Introduce the task by reading the situation with the students. Highlighting the start time and the amount of time it takes for the disease to spread. State to students that goal of the activity is to see which types of viruses are more deadly and whether social distancing measures make a difference. To accomplish this, students will be placed in groups to model the spread of a virus using beans. All groups will receive a cup of pinto beans that represent a healthy student population. Each group will also receive a different kind of bean (Kidney, Black, Lima) that will represent an infected individual. [Note: Teachers are not limited to the suggested beans. If teachers implementing the lesson wish to use different color and size beans, they are encouraged to do so.]
To simulate the spread of the virus, all of the pinto beans will be evenly spread out in a box lid or serving tray so that no beans are on top of each other. [Note: Any flat surface that can hold the beans without the beans spilling over will suffice. Uniform sizes are encouraged so that comparisons across groups are more effective.] Next, students will then drop one infected individual into the healthy population, flattening all of the beans so that they are not on top of each other. Every pinto bean that is touching the virus bean has now become infected. Students will then remove the number of infected pinto beans from the healthy population and replace them with the same number of virus beans. Repeating the process and completing the table in the task sheet.

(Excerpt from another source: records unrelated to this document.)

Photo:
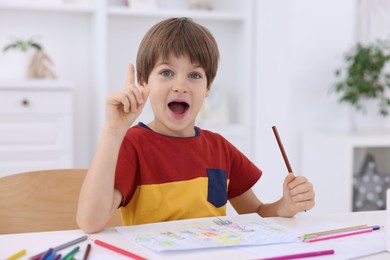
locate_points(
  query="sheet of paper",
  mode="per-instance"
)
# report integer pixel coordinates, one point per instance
(241, 230)
(349, 247)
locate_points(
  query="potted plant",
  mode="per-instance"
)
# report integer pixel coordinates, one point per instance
(365, 76)
(26, 59)
(23, 45)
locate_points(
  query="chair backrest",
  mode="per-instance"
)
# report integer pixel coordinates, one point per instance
(42, 201)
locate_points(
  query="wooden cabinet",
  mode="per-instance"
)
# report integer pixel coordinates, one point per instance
(333, 161)
(36, 126)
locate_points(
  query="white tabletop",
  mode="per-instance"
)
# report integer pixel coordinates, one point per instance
(35, 243)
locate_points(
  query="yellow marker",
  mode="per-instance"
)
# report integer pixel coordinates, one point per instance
(17, 255)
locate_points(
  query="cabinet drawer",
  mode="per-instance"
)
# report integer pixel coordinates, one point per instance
(35, 132)
(16, 162)
(35, 102)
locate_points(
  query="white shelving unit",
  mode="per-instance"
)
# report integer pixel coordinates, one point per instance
(36, 126)
(93, 43)
(331, 161)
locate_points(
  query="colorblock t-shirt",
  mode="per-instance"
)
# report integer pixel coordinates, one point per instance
(165, 178)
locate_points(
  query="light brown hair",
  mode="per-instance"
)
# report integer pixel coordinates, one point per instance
(178, 37)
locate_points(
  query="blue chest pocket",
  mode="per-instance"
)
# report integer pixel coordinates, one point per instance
(217, 187)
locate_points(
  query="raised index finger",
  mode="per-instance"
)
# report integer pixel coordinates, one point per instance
(131, 74)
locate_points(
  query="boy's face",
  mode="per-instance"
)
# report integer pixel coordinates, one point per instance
(177, 90)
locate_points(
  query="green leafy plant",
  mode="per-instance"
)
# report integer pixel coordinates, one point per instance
(23, 45)
(365, 75)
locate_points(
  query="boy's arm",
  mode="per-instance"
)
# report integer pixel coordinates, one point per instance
(98, 198)
(298, 195)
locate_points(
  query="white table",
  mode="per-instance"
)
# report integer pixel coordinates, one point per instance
(304, 222)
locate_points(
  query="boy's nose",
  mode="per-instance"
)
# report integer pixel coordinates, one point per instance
(180, 86)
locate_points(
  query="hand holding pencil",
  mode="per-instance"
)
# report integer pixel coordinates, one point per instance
(298, 193)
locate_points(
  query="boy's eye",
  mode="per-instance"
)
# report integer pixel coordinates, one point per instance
(166, 73)
(195, 76)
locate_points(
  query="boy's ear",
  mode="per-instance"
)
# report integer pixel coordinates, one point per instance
(141, 82)
(208, 89)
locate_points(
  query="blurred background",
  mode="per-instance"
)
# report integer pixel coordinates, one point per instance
(277, 67)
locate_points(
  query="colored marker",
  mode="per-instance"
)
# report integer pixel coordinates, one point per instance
(71, 253)
(118, 250)
(342, 234)
(301, 255)
(17, 255)
(333, 231)
(85, 257)
(60, 247)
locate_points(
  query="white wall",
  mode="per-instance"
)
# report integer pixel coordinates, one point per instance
(299, 45)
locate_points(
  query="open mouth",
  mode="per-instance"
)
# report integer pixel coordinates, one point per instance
(178, 108)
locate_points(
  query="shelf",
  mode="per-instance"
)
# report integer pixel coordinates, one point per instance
(158, 13)
(36, 84)
(57, 7)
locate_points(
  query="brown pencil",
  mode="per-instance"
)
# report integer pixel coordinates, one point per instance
(282, 149)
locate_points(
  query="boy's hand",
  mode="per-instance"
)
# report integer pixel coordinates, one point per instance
(298, 195)
(124, 106)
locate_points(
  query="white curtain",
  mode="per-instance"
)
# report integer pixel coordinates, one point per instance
(372, 20)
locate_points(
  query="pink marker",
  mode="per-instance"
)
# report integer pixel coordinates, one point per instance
(301, 255)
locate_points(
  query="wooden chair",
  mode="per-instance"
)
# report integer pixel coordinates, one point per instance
(42, 201)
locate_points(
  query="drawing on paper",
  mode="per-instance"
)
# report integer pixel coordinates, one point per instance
(242, 230)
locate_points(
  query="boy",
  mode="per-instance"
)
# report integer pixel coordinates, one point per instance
(169, 169)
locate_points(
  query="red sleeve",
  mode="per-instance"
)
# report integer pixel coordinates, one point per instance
(243, 173)
(126, 174)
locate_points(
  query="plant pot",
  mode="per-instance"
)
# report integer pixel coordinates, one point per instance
(368, 120)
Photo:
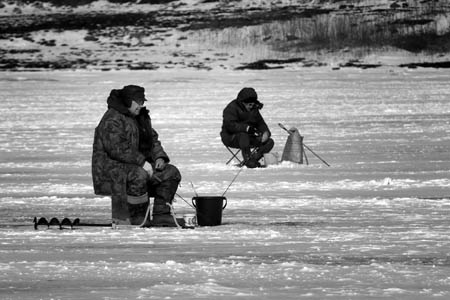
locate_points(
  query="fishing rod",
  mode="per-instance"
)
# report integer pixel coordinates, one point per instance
(291, 132)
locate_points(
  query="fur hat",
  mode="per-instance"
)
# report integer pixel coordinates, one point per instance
(132, 92)
(248, 95)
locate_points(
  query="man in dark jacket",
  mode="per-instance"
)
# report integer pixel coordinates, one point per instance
(129, 162)
(243, 127)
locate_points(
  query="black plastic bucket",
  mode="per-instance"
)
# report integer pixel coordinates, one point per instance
(209, 209)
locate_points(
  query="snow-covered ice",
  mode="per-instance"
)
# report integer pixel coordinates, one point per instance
(374, 225)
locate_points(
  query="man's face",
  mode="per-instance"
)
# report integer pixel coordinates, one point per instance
(249, 106)
(135, 107)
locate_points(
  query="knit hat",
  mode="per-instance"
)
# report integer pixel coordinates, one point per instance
(132, 92)
(248, 95)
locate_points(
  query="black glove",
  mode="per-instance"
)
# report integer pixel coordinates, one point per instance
(252, 130)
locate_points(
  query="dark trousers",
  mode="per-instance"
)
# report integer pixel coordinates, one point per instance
(245, 141)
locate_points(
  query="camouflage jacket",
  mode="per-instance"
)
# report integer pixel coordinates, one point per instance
(121, 140)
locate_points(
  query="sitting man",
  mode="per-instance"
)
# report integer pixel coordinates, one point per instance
(129, 162)
(243, 127)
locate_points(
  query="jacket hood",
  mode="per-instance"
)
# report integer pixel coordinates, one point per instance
(248, 95)
(119, 103)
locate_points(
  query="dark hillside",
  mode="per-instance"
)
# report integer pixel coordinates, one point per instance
(206, 34)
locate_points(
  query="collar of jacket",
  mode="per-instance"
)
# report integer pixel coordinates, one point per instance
(116, 102)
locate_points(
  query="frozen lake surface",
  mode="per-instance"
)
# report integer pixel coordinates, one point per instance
(374, 225)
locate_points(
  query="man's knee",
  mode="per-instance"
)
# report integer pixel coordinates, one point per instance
(170, 172)
(137, 181)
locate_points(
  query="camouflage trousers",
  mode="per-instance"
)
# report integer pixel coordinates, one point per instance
(135, 181)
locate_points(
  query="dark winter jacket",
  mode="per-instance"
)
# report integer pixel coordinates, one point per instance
(236, 118)
(121, 140)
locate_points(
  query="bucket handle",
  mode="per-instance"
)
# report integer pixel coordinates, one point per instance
(225, 205)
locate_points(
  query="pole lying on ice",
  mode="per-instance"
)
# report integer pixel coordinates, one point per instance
(290, 132)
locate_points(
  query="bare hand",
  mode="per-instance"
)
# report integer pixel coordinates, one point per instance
(265, 136)
(160, 164)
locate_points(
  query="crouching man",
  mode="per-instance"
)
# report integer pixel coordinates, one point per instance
(129, 163)
(243, 127)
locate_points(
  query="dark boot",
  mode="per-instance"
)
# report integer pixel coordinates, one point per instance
(137, 206)
(163, 216)
(249, 161)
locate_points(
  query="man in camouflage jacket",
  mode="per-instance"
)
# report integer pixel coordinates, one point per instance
(129, 162)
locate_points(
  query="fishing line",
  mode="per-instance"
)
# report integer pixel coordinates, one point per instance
(233, 180)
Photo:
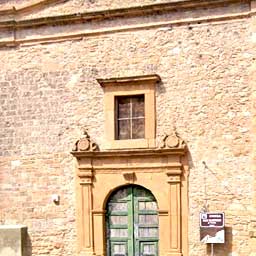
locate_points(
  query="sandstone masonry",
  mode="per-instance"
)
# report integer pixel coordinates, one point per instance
(205, 57)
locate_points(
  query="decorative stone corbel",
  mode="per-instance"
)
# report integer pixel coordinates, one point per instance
(85, 144)
(173, 140)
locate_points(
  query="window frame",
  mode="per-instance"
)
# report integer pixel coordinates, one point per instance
(131, 118)
(130, 86)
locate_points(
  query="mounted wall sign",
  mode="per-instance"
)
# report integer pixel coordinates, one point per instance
(212, 227)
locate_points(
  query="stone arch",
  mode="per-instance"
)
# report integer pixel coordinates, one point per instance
(115, 189)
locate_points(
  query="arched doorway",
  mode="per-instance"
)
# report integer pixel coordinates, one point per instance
(132, 222)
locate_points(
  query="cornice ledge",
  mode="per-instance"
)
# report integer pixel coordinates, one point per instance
(134, 79)
(28, 8)
(113, 13)
(129, 153)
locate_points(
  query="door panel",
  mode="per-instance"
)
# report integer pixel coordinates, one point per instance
(132, 223)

As students complete their data tables and begin plotting their values on the graphs provided, it is important that students understand the type of scale they are using along the vertical axis. Without an appropriate scale, students will have difficulty plotting all of their points on the graph.
Once students complete their graphs, they are asked to make sense of the key features of their graph and data table. The first part requires students to make sense of the rate of change as they are conducting their simulation and use that information to make a prediction about how many shakes (how much time) is needed before all of the healthy individuals are infected. Students are then asked to explicitly state what they believe the rate of change is based on their data table and graphs. This will be compared to their technology generated models.
Students will repeat the simulation two times. The first time is for students to see how the virus is spread without social distancing, and the second time with social distancing, modeled by using a larger serving tray or box lid.
Once students have answered the questions asking them to make sense of their table and graph features, they will rely on available technology to graph their points and create a model that best fits their data.
Teachers should model the procedure for creating a model with the available technology if students are unfamiliar.
If using the TI-84, TI-Nspire, Geogebra (https://www.geogebra.org/classic#spreadsheet), or Excel, students will recreate their table of values in a spreadsheet. It is important that the headings for each column are included so that the vertical and horizontal axis can be well-defined. Once the values are in the spreadsheet, students will need to generate a graph of their data values where the time is represented on the horizontal axis and the number of infected people is on the vertical axis. Students will then use their technology to create a regression model.
[Note: Students should be familiar with the idea of lines of best fit from their linear function knowledge. The regression model illustrates the same concept of finding the curve of best fit.] If using Desmos(https://www.desmos.com/calculator), students will need to insert a table and enter their data values. This will automatically plot their points on the graph. To generate an algebraic regression model, students will need to type into the row beneath their table. This will generate values below this entry for a and b that represent the initial value and rate of change for the model.
Once the algebraic model is generated for the curve of best fit (an exponential model) students will record their results and should be comparing their previous predictions to the technology generated rate of change. Discussion of why linear and quadratic models are not appropriate should be addressed. Discussion of whether the graph will extend infinitely should be addressed also.[Note: If appropriate, the correlation coefficient and the coefficient of determination should also be included during exploration for students to understand why exponential models are the best fit model.]